La lista de productos gravados abarca más de 800 categorías. En el primer nivel, se aplicará un arancel del 15% a maquinaria industrial, herramientas manuales, sistemas de aire acondicionado y robots. Un segundo tramo del 25% afectará a productos pesqueros, diversos tipos de quesos, así como a derivados de la madera y papel. Finalmente, se ha establecido una tasa del 50% para productos lácteos, miel, cosméticos, artículos de higiene personal y prendas de vestir de diversa índole.
El ministro de Finanzas canadiense, François-Philippe Champagne, sostuvo que la medida es una acción necesaria para defender la economía nacional. «Nuestras medidas arancelarias compensatorias, dólar por dólar y tasa por tasa, protegerán a los sectores clave mientras construimos una economía más resiliente y diversificada», manifestó el titular de la cartera, subrayando que la decisión se tomó después de considerar que las exigencias de Estados Unidos resultaban excesivas en el marco de la negociación.
En paralelo a las restricciones comerciales, el Ejecutivo liderado por Mark Carney ha dispuesto un paquete de apoyo financiero de 7.500 millones de dólares canadienses (4.600 millones de euros). Este fondo de contingencia está diseñado para ofrecer asistencia rápida a pequeñas y medianas empresas, flexibilizar el acceso a créditos y proteger las plantillas laborales en las industrias más vulnerables al conflicto arancelario.

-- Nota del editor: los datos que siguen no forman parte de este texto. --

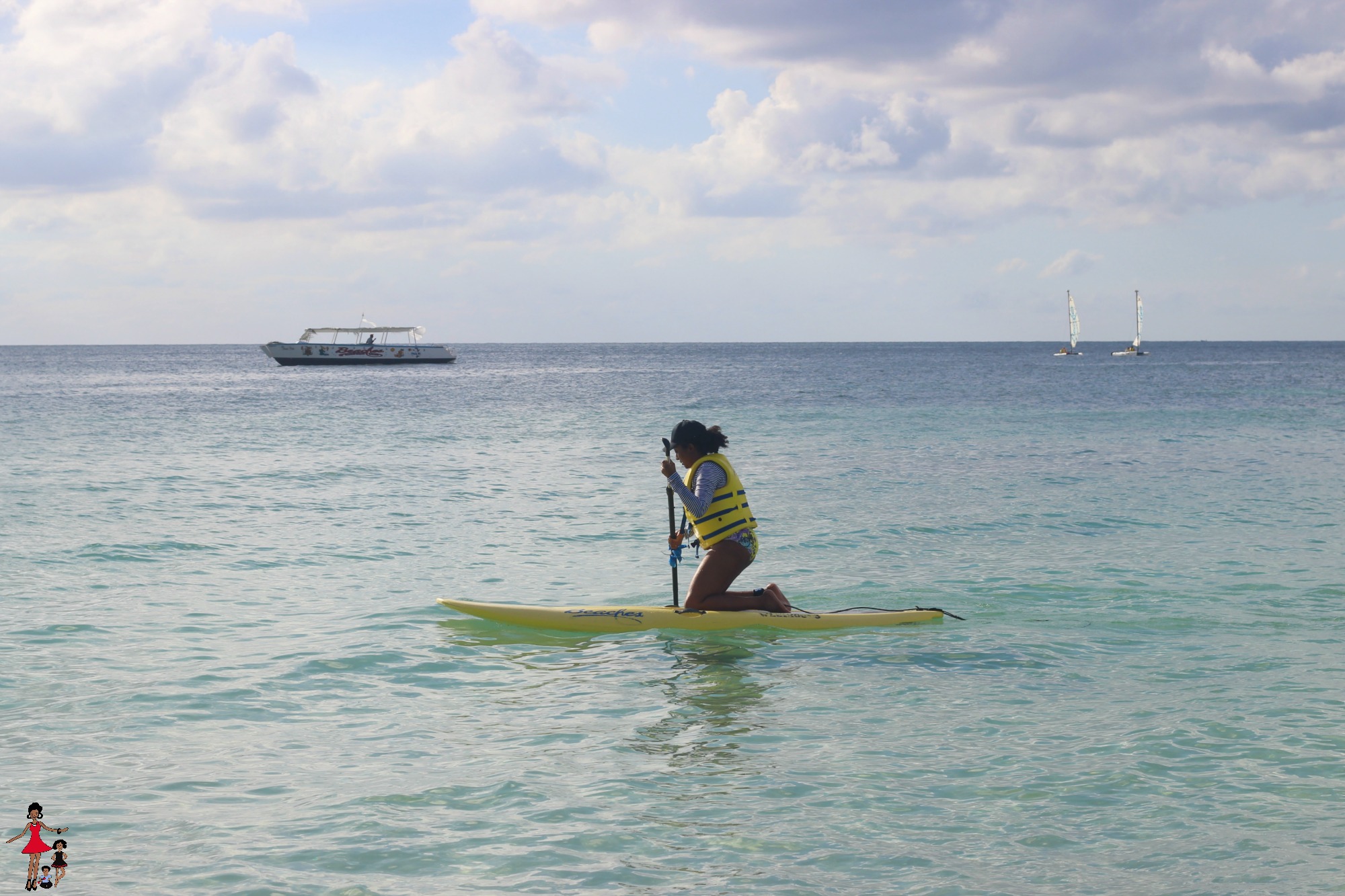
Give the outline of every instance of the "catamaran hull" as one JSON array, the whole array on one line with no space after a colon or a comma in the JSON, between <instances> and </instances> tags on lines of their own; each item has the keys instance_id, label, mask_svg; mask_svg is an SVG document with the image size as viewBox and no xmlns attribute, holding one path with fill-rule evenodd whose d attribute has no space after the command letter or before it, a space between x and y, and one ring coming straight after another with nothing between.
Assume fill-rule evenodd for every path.
<instances>
[{"instance_id":1,"label":"catamaran hull","mask_svg":"<svg viewBox=\"0 0 1345 896\"><path fill-rule=\"evenodd\" d=\"M457 359L448 346L323 346L272 342L261 347L281 367L447 365Z\"/></svg>"}]
</instances>

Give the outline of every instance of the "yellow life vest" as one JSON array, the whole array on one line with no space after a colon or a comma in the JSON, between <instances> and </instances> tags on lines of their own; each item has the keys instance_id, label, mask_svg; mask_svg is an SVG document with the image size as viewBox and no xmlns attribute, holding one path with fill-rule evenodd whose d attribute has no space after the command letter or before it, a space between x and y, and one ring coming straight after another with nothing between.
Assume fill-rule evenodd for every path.
<instances>
[{"instance_id":1,"label":"yellow life vest","mask_svg":"<svg viewBox=\"0 0 1345 896\"><path fill-rule=\"evenodd\" d=\"M742 487L742 480L733 472L733 464L724 455L705 455L691 464L683 480L686 487L694 490L691 483L695 482L695 471L707 460L720 464L729 482L710 498L710 506L705 509L705 515L691 521L691 525L695 526L695 537L701 539L702 548L713 548L733 533L742 531L744 529L756 529L756 517L752 515L752 509L748 507L748 492Z\"/></svg>"}]
</instances>

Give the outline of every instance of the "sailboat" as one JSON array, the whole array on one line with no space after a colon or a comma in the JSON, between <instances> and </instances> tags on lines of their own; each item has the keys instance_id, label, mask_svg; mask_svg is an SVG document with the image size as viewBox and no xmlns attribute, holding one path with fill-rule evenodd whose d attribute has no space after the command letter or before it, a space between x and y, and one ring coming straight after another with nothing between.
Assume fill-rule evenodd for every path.
<instances>
[{"instance_id":1,"label":"sailboat","mask_svg":"<svg viewBox=\"0 0 1345 896\"><path fill-rule=\"evenodd\" d=\"M1075 346L1079 344L1079 312L1075 311L1075 297L1069 295L1065 289L1065 301L1069 303L1069 346L1063 347L1053 357L1063 358L1065 355L1081 355L1084 352L1076 351Z\"/></svg>"},{"instance_id":2,"label":"sailboat","mask_svg":"<svg viewBox=\"0 0 1345 896\"><path fill-rule=\"evenodd\" d=\"M1139 300L1139 291L1135 291L1135 342L1130 343L1120 351L1111 352L1112 358L1135 358L1138 355L1147 355L1147 351L1139 350L1139 335L1145 330L1145 303Z\"/></svg>"}]
</instances>

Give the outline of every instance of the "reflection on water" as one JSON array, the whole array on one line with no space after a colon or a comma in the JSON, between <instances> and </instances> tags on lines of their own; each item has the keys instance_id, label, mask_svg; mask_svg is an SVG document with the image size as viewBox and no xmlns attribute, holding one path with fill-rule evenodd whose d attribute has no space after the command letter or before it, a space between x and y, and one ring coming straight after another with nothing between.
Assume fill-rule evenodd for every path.
<instances>
[{"instance_id":1,"label":"reflection on water","mask_svg":"<svg viewBox=\"0 0 1345 896\"><path fill-rule=\"evenodd\" d=\"M761 728L752 713L771 689L745 667L755 657L752 647L718 638L666 638L663 651L672 658L670 674L659 682L667 714L636 728L629 747L664 756L674 768L741 764L742 740Z\"/></svg>"}]
</instances>

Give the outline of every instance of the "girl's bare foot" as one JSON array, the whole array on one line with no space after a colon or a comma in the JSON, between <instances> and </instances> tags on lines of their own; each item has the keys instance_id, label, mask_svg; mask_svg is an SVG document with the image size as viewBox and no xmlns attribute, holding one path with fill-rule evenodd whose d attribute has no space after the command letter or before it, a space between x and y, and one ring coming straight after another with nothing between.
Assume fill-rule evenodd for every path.
<instances>
[{"instance_id":1,"label":"girl's bare foot","mask_svg":"<svg viewBox=\"0 0 1345 896\"><path fill-rule=\"evenodd\" d=\"M765 593L769 595L771 597L775 597L776 601L780 604L779 609L776 609L775 612L787 613L794 609L790 605L788 597L784 596L784 592L780 591L780 587L776 585L773 581L765 587Z\"/></svg>"}]
</instances>

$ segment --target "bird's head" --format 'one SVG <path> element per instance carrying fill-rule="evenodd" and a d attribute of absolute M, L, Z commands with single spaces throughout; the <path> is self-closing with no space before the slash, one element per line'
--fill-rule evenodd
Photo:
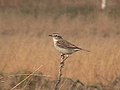
<path fill-rule="evenodd" d="M 63 39 L 59 33 L 53 33 L 49 36 L 51 36 L 53 38 L 53 40 L 56 40 L 56 41 Z"/>

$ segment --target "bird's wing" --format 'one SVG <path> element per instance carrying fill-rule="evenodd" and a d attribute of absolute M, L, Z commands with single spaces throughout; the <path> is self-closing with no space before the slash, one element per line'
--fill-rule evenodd
<path fill-rule="evenodd" d="M 71 44 L 70 42 L 67 42 L 65 40 L 61 40 L 57 42 L 57 46 L 61 48 L 71 48 L 71 49 L 80 49 L 79 47 L 76 47 L 74 44 Z"/>
<path fill-rule="evenodd" d="M 86 51 L 86 52 L 90 52 L 89 50 L 79 48 L 79 47 L 75 46 L 74 44 L 71 44 L 70 42 L 65 41 L 65 40 L 58 41 L 57 46 L 59 46 L 61 48 L 65 48 L 65 49 L 70 48 L 70 49 L 76 49 L 76 51 L 83 50 L 83 51 Z"/>

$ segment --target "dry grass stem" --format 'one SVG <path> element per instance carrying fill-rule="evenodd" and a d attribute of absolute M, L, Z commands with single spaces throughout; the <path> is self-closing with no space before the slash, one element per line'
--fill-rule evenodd
<path fill-rule="evenodd" d="M 33 73 L 31 73 L 29 76 L 27 76 L 25 79 L 23 79 L 21 82 L 19 82 L 17 85 L 15 85 L 10 90 L 14 90 L 16 87 L 18 87 L 20 84 L 22 84 L 25 80 L 27 80 L 29 77 L 31 77 L 35 72 L 37 72 L 41 67 L 43 67 L 43 65 L 41 65 L 40 67 L 38 67 Z"/>

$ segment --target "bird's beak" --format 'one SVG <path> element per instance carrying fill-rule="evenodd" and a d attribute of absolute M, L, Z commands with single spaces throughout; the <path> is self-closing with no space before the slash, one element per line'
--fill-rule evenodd
<path fill-rule="evenodd" d="M 52 37 L 52 35 L 49 35 L 50 37 Z"/>

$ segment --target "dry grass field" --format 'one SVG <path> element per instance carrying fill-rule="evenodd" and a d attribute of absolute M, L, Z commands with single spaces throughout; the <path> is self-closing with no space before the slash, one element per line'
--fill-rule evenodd
<path fill-rule="evenodd" d="M 67 5 L 70 7 L 71 3 Z M 74 4 L 72 5 L 74 7 Z M 49 75 L 52 80 L 56 79 L 60 54 L 54 49 L 52 39 L 48 35 L 59 32 L 66 40 L 91 51 L 90 53 L 81 51 L 71 55 L 65 63 L 63 77 L 79 79 L 88 85 L 94 83 L 108 85 L 119 77 L 120 12 L 118 9 L 115 8 L 113 11 L 85 9 L 80 13 L 74 12 L 78 8 L 71 9 L 59 14 L 56 12 L 59 9 L 42 14 L 16 9 L 1 11 L 1 74 L 33 72 L 43 65 L 39 71 Z M 89 12 L 90 10 L 92 11 Z"/>

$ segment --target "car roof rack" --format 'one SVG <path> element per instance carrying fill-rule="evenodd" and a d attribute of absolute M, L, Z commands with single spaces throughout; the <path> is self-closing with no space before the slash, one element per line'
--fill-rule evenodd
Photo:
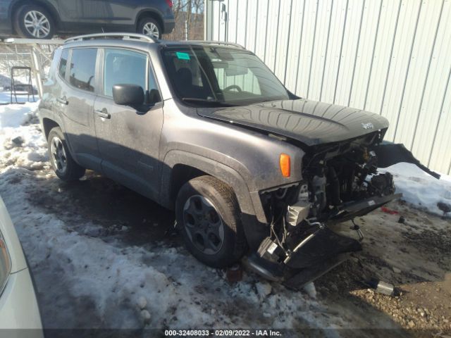
<path fill-rule="evenodd" d="M 241 44 L 235 42 L 227 42 L 226 41 L 213 41 L 213 40 L 184 40 L 181 42 L 187 42 L 189 44 L 223 44 L 225 46 L 233 46 L 242 49 L 245 49 Z"/>
<path fill-rule="evenodd" d="M 136 33 L 97 33 L 97 34 L 88 34 L 87 35 L 79 35 L 78 37 L 70 37 L 64 42 L 64 44 L 68 44 L 70 42 L 75 42 L 78 41 L 83 40 L 92 40 L 95 39 L 136 39 L 138 40 L 144 40 L 148 42 L 158 43 L 158 40 L 154 37 L 149 37 L 149 35 L 144 35 L 143 34 Z"/>

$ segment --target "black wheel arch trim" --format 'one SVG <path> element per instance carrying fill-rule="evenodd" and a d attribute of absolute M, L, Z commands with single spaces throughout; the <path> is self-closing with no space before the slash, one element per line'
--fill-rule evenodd
<path fill-rule="evenodd" d="M 202 170 L 229 184 L 237 196 L 241 213 L 243 215 L 254 215 L 259 222 L 266 223 L 258 193 L 249 192 L 246 180 L 235 169 L 216 160 L 180 150 L 168 151 L 163 163 L 160 203 L 167 208 L 173 208 L 174 205 L 171 196 L 172 169 L 178 164 L 183 164 Z"/>

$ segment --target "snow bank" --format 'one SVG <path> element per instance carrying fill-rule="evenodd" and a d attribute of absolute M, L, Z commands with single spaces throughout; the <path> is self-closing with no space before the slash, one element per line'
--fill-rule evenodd
<path fill-rule="evenodd" d="M 414 164 L 404 163 L 385 171 L 393 175 L 396 192 L 402 193 L 402 199 L 407 202 L 440 215 L 443 211 L 438 208 L 439 203 L 451 206 L 451 176 L 443 175 L 437 180 Z"/>

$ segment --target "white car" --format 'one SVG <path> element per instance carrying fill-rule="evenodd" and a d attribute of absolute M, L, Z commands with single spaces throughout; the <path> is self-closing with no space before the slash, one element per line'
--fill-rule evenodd
<path fill-rule="evenodd" d="M 24 334 L 27 337 L 44 337 L 27 261 L 14 225 L 0 197 L 0 332 L 8 332 L 5 334 L 8 338 L 21 337 Z"/>

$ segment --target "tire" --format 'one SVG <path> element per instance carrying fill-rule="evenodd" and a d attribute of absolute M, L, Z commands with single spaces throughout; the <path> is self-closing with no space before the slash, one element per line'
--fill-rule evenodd
<path fill-rule="evenodd" d="M 33 21 L 41 20 L 39 26 Z M 25 21 L 29 23 L 26 25 Z M 22 37 L 28 39 L 51 39 L 55 34 L 55 23 L 51 15 L 44 7 L 33 4 L 21 6 L 14 18 L 14 29 Z"/>
<path fill-rule="evenodd" d="M 50 130 L 47 143 L 49 159 L 56 176 L 63 181 L 70 182 L 76 181 L 85 175 L 85 169 L 72 158 L 59 127 Z"/>
<path fill-rule="evenodd" d="M 202 211 L 196 206 L 199 204 L 205 208 L 201 208 Z M 199 213 L 196 213 L 196 216 L 202 218 L 200 220 L 194 220 L 193 211 Z M 215 212 L 216 215 L 213 217 Z M 187 248 L 204 264 L 213 268 L 226 268 L 245 254 L 247 243 L 238 203 L 232 188 L 219 180 L 212 176 L 201 176 L 185 183 L 177 196 L 175 213 Z M 196 222 L 197 225 L 193 226 Z M 208 225 L 199 224 L 199 222 Z M 221 227 L 223 232 L 221 231 Z M 204 234 L 201 234 L 202 232 Z M 214 248 L 205 245 L 206 239 Z M 221 243 L 218 244 L 218 239 Z"/>
<path fill-rule="evenodd" d="M 158 39 L 161 39 L 161 27 L 153 18 L 144 18 L 138 23 L 137 32 L 144 35 L 152 36 Z"/>

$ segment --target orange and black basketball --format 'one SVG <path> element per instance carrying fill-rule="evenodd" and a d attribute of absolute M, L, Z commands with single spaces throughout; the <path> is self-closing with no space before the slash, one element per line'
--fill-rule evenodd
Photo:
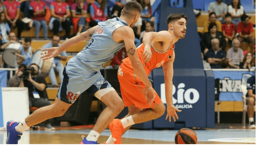
<path fill-rule="evenodd" d="M 190 129 L 180 129 L 175 135 L 176 144 L 196 144 L 197 143 L 197 135 Z"/>

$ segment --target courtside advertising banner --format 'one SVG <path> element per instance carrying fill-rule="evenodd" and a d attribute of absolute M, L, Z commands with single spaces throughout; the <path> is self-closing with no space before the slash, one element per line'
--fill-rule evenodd
<path fill-rule="evenodd" d="M 214 70 L 213 73 L 220 79 L 220 101 L 242 101 L 241 85 L 246 86 L 247 79 L 255 75 L 254 72 L 232 70 Z"/>

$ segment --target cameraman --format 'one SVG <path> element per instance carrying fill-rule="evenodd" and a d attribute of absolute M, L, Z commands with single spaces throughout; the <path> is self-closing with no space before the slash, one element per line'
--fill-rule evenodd
<path fill-rule="evenodd" d="M 46 82 L 43 77 L 38 77 L 39 67 L 36 64 L 30 64 L 28 68 L 22 69 L 17 73 L 18 77 L 20 78 L 19 87 L 25 87 L 28 89 L 29 107 L 36 107 L 40 108 L 51 105 L 48 100 L 46 93 Z M 22 72 L 19 72 L 21 71 Z M 45 130 L 55 130 L 52 126 L 52 119 L 45 121 Z"/>

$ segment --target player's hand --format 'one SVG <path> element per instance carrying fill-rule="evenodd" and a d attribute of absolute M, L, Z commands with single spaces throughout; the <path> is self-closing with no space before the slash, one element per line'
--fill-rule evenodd
<path fill-rule="evenodd" d="M 174 121 L 176 121 L 175 118 L 176 118 L 177 119 L 179 119 L 179 117 L 178 117 L 178 115 L 176 113 L 176 111 L 181 112 L 182 112 L 182 110 L 177 109 L 174 105 L 170 107 L 167 106 L 167 115 L 165 118 L 165 120 L 167 120 L 167 119 L 168 119 L 168 117 L 169 117 L 169 122 L 171 122 L 171 116 L 173 117 Z"/>
<path fill-rule="evenodd" d="M 58 47 L 55 47 L 43 49 L 43 52 L 40 54 L 41 55 L 40 58 L 43 59 L 43 60 L 45 60 L 57 56 L 59 54 L 58 49 Z"/>
<path fill-rule="evenodd" d="M 154 89 L 151 86 L 146 87 L 144 92 L 145 97 L 147 100 L 147 104 L 151 105 L 156 97 Z"/>
<path fill-rule="evenodd" d="M 142 54 L 142 57 L 143 59 L 145 59 L 144 62 L 147 62 L 150 61 L 151 56 L 151 47 L 150 46 L 145 46 L 144 48 L 144 52 L 143 52 L 143 54 Z"/>

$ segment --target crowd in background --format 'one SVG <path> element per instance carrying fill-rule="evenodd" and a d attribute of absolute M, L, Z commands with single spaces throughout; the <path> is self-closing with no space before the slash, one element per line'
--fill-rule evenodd
<path fill-rule="evenodd" d="M 204 68 L 255 67 L 253 26 L 240 0 L 232 0 L 229 5 L 216 0 L 209 4 L 208 11 L 209 19 L 199 32 Z M 244 43 L 249 44 L 250 50 L 240 48 Z"/>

Por su parte, el ministro de Comercio entre Canadá y EE. UU., Dominic LeBlanc, aclaró que la intención original de Ottawa no era iniciar una escalada comercial, sino alcanzar un acuerdo de beneficio mutuo. No obstante, enfatizó que el país no permanecerá de «brazos cruzados» ante las tasas impuestas por la Casa Blanca sobre el acero, el cemento y la industria automotriz canadiense, sectores estratégicos para el Producto Interior Bruto del país.
La crisis comercial se agudizó tras el anuncio de la Casa Blanca de elevar al 50% los aranceles sobre automóviles, camiones y componentes automovilísticos de origen canadiense. Con el inicio de la aplicación de las tasas de represalia el 8 de septiembre, se espera una reconfiguración de los flujos de mercancías en la región de América del Norte, mientras ambos gobiernos mantienen sus posiciones en defensa de sus respectivos intereses industriales.